Pour la journée internationale des femmes, Les Monologues du vagin seront joués à Genève. C’est en rassemblant les témoignages de plus de 200 femmes « âgées, jeunes, mariées, célibataires, lesbiennes, professeures, actrices, musulmanes, chrétiennes, juives, noires, blanches… » qu’Eve Ensler, féministe et dramaturge, a écrit cette pièce. Elle raconte d’une part toutes les violences infligées aux femmes et à leur corps, mais dit d’autre part que la mise au jour de ces expériences est salvatrice pour les femmes. Oser dire, parler du vagin « parce que ce qu’on ne dit pas devient un secret, et dans les secrets, souvent s’enracinent la honte, la peur et les mythes. Le dire pour arriver, un jour, à le dire sans gêne, sans honte et sans culpabilité. » C’est se reconnaître en tant qu’être sensuel et vivant.

Durant trois ans, Eve Ensler va sillonner le monde en présentant son texte. A toutes les représentations, elle recueille des témoignages de viols, d’abus, de harcèlement, de mutilations génitales. Elle constate que les violences contre les femmes sont une véritable épidémie. Où qu’elle aille elle entend les mêmes horreurs. Elle imagine alors un monde sans oppression des femmes, c’est ainsi qu’est né en 1998, le V-day, jour pour célébrer les femmes et mettre un terme à la violence, comme un clin d’œil elle le fixe le 14 février, fête de la St-Valentin. Elle passe alors son texte des Monologues du vagin à d’autres femmes, militantes ou non, pour qu’il soit joué partout. Il est accompagné d’un cahier des charges: suivre scrupuleusement le texte, être une femme pour le déclamer, jouer bénévolement et verser les recettes à une association qui lutte contre les violences faites aux femmes.
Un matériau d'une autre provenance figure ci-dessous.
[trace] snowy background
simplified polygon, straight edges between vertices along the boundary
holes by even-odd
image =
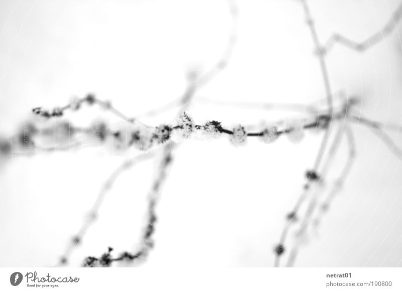
[[[362,41],[381,28],[396,0],[310,0],[319,37]],[[229,65],[196,94],[196,122],[256,123],[294,112],[223,107],[203,99],[308,103],[325,95],[303,7],[293,0],[239,0],[238,42]],[[0,2],[0,133],[7,136],[36,106],[62,105],[93,92],[136,116],[179,97],[186,73],[220,58],[231,18],[224,0]],[[399,24],[397,29],[402,29]],[[398,30],[358,53],[336,46],[327,57],[334,91],[362,100],[356,109],[396,124],[402,118]],[[169,122],[177,109],[152,125]],[[105,114],[85,111],[95,118]],[[296,266],[402,266],[402,168],[368,129],[353,125],[357,156],[341,194],[297,257]],[[389,132],[400,138],[395,131]],[[322,132],[298,144],[281,137],[191,139],[177,149],[157,208],[155,247],[144,266],[271,266],[285,216],[312,167]],[[395,138],[402,146],[402,139]],[[343,163],[339,150],[328,181]],[[0,166],[0,266],[57,263],[102,183],[124,157],[88,148],[16,158]],[[135,246],[157,165],[119,178],[71,257]]]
Plus qu’une pièce de théâtre, les Monologues du vagin deviennent un label féminin et féministe pour que les souffrances puissent s’exprimer et que les plaisirs du corps soient enfin reconnus. Le V-Day est célébré de New York à Islamabad, de Paris à Kaboul. En 2004, des femmes afghanes ont présenté les Monologues du vagin , en solidarité avec leurs sœurs irakiennes.
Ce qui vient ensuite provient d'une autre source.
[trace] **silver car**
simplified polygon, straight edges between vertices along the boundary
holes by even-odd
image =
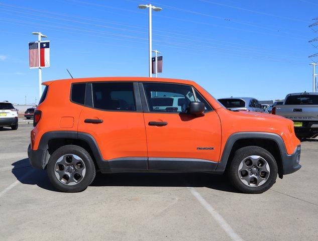
[[[265,112],[261,103],[255,98],[237,97],[223,98],[218,100],[230,110]]]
De l’intimité du corps féminin, Eve Ensler est passée à l’extérieur, à l’enveloppe. En 2005, elle monte sa pièce The Good Body , elle y explore et dénonce la tyrannie de la beauté, faisant de la femme son propre bourreau. Pression de la société à être parfaite et intériorisation de ses normes par les femmes. « La pression est forte sur les femmes. Le capitalisme a toujours quelque chose à vendre, le patriarcat ne les trouve jamais assez belles, le modèle judéo-chrétien jamais assez pures .» Pour s’adapter à la culture dans laquelle elles vivent, elles se trouvent contraintes de modeler, changer, cacher ou mutiler leur corps.

Marie-Eve TEJEDOR


La pièce à Genève

Les Monologues du vagin seront présentés en français et en anglais par cinq femmes (voir notre Agenda). La recette est destinée à Solidarité-femmes. Nous rencontré la productrice et comédienne, Katrina Syran, qui sera sur scène ce 8 mars.

Qu’est-ce qui t’a touchée dans cette pièce?
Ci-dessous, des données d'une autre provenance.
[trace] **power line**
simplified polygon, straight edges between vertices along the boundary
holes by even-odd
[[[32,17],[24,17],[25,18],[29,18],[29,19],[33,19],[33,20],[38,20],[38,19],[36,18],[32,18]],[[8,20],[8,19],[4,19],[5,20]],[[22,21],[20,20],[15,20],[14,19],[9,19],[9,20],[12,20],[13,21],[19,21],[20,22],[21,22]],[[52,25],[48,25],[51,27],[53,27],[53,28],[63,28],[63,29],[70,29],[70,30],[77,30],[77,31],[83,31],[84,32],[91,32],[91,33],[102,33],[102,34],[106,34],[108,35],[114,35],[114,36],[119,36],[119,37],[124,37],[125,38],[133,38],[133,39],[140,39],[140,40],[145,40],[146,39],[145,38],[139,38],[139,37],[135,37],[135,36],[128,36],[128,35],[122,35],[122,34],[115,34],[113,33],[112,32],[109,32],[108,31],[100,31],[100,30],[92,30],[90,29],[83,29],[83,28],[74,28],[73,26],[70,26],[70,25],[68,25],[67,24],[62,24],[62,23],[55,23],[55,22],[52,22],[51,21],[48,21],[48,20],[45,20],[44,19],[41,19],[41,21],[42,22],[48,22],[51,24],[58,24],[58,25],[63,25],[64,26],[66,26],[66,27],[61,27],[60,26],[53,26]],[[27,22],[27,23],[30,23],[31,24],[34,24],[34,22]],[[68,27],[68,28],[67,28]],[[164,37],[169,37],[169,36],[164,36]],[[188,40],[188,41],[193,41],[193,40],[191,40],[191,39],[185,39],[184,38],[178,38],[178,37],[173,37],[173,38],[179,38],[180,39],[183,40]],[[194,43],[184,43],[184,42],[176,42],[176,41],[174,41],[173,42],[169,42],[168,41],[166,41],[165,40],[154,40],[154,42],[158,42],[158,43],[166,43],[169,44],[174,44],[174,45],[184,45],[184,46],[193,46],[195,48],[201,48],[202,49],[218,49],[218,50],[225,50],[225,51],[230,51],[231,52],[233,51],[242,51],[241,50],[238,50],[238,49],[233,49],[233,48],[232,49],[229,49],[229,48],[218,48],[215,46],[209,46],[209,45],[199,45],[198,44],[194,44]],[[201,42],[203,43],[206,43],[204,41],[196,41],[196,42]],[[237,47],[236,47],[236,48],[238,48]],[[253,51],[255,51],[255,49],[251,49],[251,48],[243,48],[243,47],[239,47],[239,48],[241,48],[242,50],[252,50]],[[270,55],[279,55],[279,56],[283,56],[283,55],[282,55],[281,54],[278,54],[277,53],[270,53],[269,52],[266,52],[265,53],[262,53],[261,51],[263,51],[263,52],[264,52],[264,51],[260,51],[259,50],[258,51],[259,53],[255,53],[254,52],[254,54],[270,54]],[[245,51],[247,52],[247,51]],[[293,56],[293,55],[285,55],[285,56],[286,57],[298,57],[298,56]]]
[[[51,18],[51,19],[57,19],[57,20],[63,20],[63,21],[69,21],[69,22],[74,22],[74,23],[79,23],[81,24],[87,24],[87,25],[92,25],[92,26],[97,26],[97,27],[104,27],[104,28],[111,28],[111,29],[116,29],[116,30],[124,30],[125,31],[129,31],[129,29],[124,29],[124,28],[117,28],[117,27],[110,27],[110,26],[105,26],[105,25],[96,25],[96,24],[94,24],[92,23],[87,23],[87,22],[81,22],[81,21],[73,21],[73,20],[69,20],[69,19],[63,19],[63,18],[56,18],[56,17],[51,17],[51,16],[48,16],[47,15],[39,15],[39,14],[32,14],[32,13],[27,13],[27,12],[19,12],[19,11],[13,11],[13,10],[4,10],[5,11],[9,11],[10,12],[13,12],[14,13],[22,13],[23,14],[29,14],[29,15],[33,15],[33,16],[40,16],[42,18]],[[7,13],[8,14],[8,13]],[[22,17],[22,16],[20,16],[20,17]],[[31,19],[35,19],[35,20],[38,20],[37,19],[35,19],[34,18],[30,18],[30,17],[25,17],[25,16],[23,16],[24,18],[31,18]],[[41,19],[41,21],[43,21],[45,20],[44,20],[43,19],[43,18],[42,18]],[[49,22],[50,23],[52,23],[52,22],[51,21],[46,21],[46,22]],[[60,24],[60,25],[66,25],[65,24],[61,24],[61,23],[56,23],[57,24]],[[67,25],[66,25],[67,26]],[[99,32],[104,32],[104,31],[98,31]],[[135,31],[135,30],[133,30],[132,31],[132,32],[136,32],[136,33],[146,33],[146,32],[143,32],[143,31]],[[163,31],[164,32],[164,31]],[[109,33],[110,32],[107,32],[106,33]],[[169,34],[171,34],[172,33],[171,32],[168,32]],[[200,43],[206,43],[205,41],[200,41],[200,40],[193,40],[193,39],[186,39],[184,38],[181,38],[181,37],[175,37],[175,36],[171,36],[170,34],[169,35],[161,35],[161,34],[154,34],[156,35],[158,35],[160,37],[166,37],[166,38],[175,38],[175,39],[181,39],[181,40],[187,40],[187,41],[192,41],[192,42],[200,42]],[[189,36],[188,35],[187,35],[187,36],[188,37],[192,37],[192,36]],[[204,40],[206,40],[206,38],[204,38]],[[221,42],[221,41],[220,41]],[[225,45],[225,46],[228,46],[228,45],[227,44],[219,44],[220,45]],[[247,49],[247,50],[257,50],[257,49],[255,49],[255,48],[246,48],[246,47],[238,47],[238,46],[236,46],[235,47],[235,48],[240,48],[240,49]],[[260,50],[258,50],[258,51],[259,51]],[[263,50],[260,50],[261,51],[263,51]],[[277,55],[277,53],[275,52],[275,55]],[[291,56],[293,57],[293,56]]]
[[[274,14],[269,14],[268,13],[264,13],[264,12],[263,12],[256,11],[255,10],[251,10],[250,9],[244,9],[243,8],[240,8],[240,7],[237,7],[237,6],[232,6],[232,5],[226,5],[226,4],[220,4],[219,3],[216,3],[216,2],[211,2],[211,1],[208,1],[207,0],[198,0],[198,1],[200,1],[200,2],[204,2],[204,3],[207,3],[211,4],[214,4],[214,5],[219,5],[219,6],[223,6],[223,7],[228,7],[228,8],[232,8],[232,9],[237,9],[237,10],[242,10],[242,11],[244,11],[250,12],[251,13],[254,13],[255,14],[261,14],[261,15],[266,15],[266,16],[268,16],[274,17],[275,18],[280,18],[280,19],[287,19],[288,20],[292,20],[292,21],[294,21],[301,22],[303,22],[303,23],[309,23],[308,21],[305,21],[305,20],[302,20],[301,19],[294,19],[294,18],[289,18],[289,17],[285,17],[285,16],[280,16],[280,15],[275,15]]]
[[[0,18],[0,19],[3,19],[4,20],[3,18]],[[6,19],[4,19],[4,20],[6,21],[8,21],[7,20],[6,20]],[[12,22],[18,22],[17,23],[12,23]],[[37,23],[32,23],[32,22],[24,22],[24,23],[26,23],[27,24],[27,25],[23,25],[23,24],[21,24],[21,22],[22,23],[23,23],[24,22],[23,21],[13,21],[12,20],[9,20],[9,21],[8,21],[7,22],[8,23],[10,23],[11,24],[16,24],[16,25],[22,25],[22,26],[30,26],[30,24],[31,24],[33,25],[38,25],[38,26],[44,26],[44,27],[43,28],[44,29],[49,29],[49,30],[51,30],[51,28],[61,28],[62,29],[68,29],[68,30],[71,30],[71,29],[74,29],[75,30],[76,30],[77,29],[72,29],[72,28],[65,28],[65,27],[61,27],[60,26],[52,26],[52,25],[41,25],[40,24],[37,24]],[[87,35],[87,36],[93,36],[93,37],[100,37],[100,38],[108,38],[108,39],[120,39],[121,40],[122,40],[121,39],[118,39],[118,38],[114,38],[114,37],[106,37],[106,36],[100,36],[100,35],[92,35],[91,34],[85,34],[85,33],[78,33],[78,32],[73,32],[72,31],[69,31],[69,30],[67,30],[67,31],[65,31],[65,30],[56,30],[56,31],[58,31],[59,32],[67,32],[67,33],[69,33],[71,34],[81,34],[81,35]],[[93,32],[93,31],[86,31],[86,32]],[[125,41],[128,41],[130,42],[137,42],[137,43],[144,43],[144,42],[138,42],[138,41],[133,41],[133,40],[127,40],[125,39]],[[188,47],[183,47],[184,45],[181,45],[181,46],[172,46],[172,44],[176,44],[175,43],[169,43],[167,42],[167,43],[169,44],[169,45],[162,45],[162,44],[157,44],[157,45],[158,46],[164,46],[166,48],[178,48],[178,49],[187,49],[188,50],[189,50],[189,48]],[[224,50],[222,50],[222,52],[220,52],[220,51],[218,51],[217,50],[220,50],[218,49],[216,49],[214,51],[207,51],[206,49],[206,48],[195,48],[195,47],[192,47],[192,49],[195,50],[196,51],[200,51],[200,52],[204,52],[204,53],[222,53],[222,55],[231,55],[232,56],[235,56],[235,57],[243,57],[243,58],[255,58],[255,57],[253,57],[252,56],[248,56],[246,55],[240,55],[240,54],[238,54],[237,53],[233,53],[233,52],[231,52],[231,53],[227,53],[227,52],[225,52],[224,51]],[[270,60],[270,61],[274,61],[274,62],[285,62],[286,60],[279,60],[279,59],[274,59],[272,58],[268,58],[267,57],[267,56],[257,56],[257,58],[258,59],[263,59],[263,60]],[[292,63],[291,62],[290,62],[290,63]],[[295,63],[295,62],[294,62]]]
Le sujet est grave mais ce n’est pas larmoyant, l’humour est très présent. Cette pièce me conforte dans l’idée que les femmes sont plus fortes et courageuses que les hommes, mais qu’elles ne peuvent pas s’imposer notamment quand il y a de la violence physique. Ce qui est également important c’est la reconnaissance du corps, de la sexualité et du sexe des femmes. Si ça permet de faire tomber des tabous c’est positif. Mais ce qui est essentiel c’est le combat à mener contre les violences et l’oppression que les femmes subissent. Parmi ces violences, le viol me révolte particulièrement parce qu’un homme qui le commet ne respecte pas la femme, c’est évident, mais aussi parce qu’il détruit le lieu d’où il vient, finalement il ne se respecte pas lui-même. L’une des dernières phrases de la pièce est magnifique, c’est la comparaison entre le cœur et le vagin, deux organes sources de vie.

Tu es originaire de Norvège, les femmes y sont aussi discriminées, mais il y a des mesures pour favoriser l’égalité…

Effectivement, la maternité et la naissance sont reconnues pour la mère et le père. Une jeune mère reste durant un an avec son bébé, en étant payée à 80%, elle est assurée de retrouver son poste ensuite. Le père dispose, lui, d’au moins un mois de congé. Ces mesures sont facilement applicables par les grandes entreprises, mais c’est plus dur pour les petites qui ne peuvent pas toujours assurer deux salaires pour un seul poste. On ne peut exclure une discrimination à l’embauche en défaveur des femmes. Les hommes au foyer sont bien plus nombreux qu’ici. Certaines Norvégien-ne-s trouvent que les mesures pour l’égalité coûtent trop cher. Il faut se rendre compte que ce qui est dépensé maintenant, n’est rien par rapport à tout ce que les femmes ont fait économiser, durant des années, avec leur travail non rémunéré. De plus, démographiquement, c’est nécessaire d’avoir des enfants et ça demande quelques mesures politiques.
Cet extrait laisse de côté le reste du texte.